Siaosi Mahoni
- Born: January 29, 1997 (age 28) East Palo Alto, California, United States
- Height: 6 ft 8 in (2.03 m)
- Weight: 295 lb (134 kg; 21 st 1 lb)

Rugby union career
- Position: Lock

Amateur team(s)
- Years: Team / Apps / (Points)
- East Palo Alto

Senior career
- Years: Team / Apps / (Points)
- 2016: San Francisco Rush / 5 / (0)
- 2017–2018: RC Narbonne / 7 / (0)
- 2018–2021: San Diego Legion / 25 / (5)
- 2022-2024: Houston Sabercats / 25 / (15)
- 2025: Seattle Seawolves / 0 / (0)
- Correct as of 25 February 2022

International career
- Years: Team / Apps / (Points)
- 2016: USA Selects / 2 / (0)
- 2017: United States / 9 / (0)
- Correct as of 13 May 2024

= Siaosi Mahoni =

US international rugby union player

Siaosi "CC" Mahoni (born 29 January 1997) is an American international rugby union player for the Seattle Seawolves in Major League Rugby (MLR).
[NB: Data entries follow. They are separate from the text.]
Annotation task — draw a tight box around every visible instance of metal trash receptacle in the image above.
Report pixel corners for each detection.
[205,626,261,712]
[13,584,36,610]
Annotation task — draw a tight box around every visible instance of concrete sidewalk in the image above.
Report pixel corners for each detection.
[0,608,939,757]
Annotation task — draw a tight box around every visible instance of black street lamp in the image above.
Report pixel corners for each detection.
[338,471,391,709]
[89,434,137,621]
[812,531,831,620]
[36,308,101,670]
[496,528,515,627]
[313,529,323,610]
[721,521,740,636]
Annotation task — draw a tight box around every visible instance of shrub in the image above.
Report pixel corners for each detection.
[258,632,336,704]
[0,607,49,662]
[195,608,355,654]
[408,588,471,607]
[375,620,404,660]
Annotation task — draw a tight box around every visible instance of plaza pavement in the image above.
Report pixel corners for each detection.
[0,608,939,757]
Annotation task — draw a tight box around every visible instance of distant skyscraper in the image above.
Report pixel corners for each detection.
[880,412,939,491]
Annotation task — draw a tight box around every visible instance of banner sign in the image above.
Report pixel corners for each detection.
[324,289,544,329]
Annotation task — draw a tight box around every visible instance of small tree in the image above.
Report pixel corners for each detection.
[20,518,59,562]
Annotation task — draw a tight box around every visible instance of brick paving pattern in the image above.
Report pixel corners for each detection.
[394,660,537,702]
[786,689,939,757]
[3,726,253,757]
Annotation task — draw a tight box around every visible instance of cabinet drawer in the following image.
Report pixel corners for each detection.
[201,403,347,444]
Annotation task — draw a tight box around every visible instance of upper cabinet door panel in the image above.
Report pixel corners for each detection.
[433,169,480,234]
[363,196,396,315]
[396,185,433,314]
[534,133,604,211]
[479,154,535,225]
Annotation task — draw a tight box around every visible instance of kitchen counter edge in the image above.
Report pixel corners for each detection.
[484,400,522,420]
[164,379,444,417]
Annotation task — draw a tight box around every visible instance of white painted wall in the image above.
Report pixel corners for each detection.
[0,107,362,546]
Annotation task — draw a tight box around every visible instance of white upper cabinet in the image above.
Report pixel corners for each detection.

His preferred position is lock. He is of Tongan descent.

Mahoni was part of the first professional rugby competition in the United States, playing for PRO Rugby team San Francisco Rush.

He has played pro rugby in France for RC Narbonne and also in California for the San Diego Legion prior to his arrival in Texas for the Houston Sabercats.